Quando gli ebrei fuggirono dall'Egitto vagarono per il deserto per quarant'anni. Senza cibo, chiesero a Mosè cosa avrebbero mangiato ed egli fece piovere dal cielo la manna, una sostanza bianca la cui identificazione non ha ancora messo d'accordo gli studiosi. Ma il termine manna è ormai entrato nel gergo comune: una manna dal cielo.

Tra la Sicilia e la Calabria quando si parla di manna ci si riferisce a quella sostanza zuccherina e dal gusto delicato formata dalla linfa rappresa del frassino che colando da ferite appositamente incise dagli agricoltori si rapprende sotto forma di lunghe candele.

Una sostanza dall'origine antichissima, entrata nella tradizione gastronomica locale grazie ai mori, i conquistatori arabi che dominarono queste regioni a cavallo dell'anno mille. Un prodotto tipico del territorio che oggi sta entrando nell'oblio poiché sono solo una manciata gli agricoltori capaci di produrla e poiché sono pochi i consumatori che conoscono e apprezzano questo prodotto.

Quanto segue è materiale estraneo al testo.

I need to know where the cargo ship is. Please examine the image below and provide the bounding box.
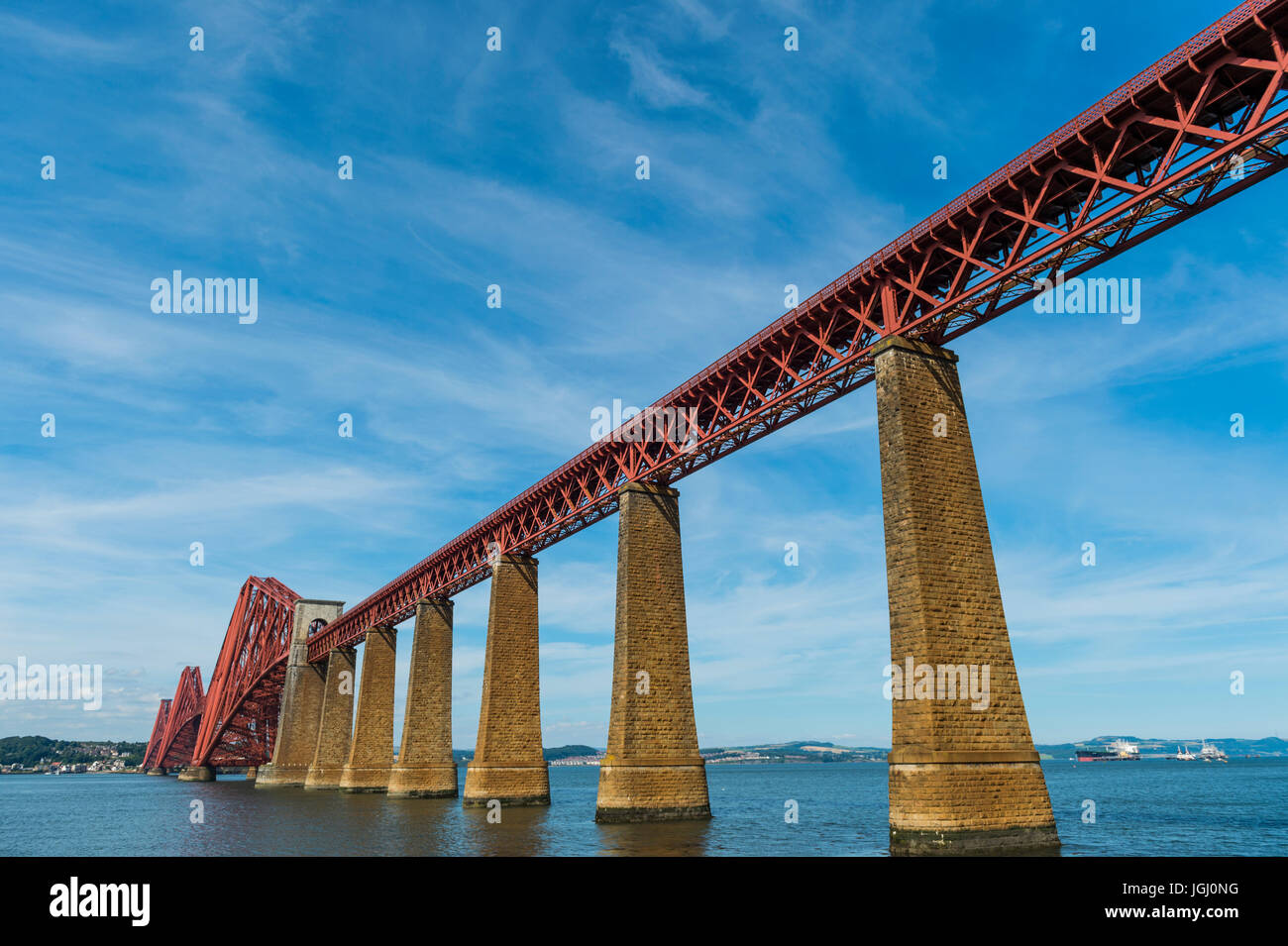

Una leccornia che tuttavia raggiunge quotazioni di mercato interessanti, di circa 300 euro al chilogrammo.
 


Come si produce la manna

Quella di produrre la manna è un'arte che si tramanda da padre in figlio da secoli ormai e che solo ultimamente è stata codificata in un disciplinare di produzione, dopo che il prodotto è stato scelto come presidio Slow food.

Prima di tutto bisogna avere gli alberi giusti. Non tutti i frassini sono adatti alla produzione di manna. La specie migliore è Fraxinus ornus, un albero alto fino a 10-15 metri che cresce tra la Calabria e la Sicilia, preferibilmente su suoli calcarei o argillosi ad una altitudine tra i 200 e gli 800 metri sul livello del mare.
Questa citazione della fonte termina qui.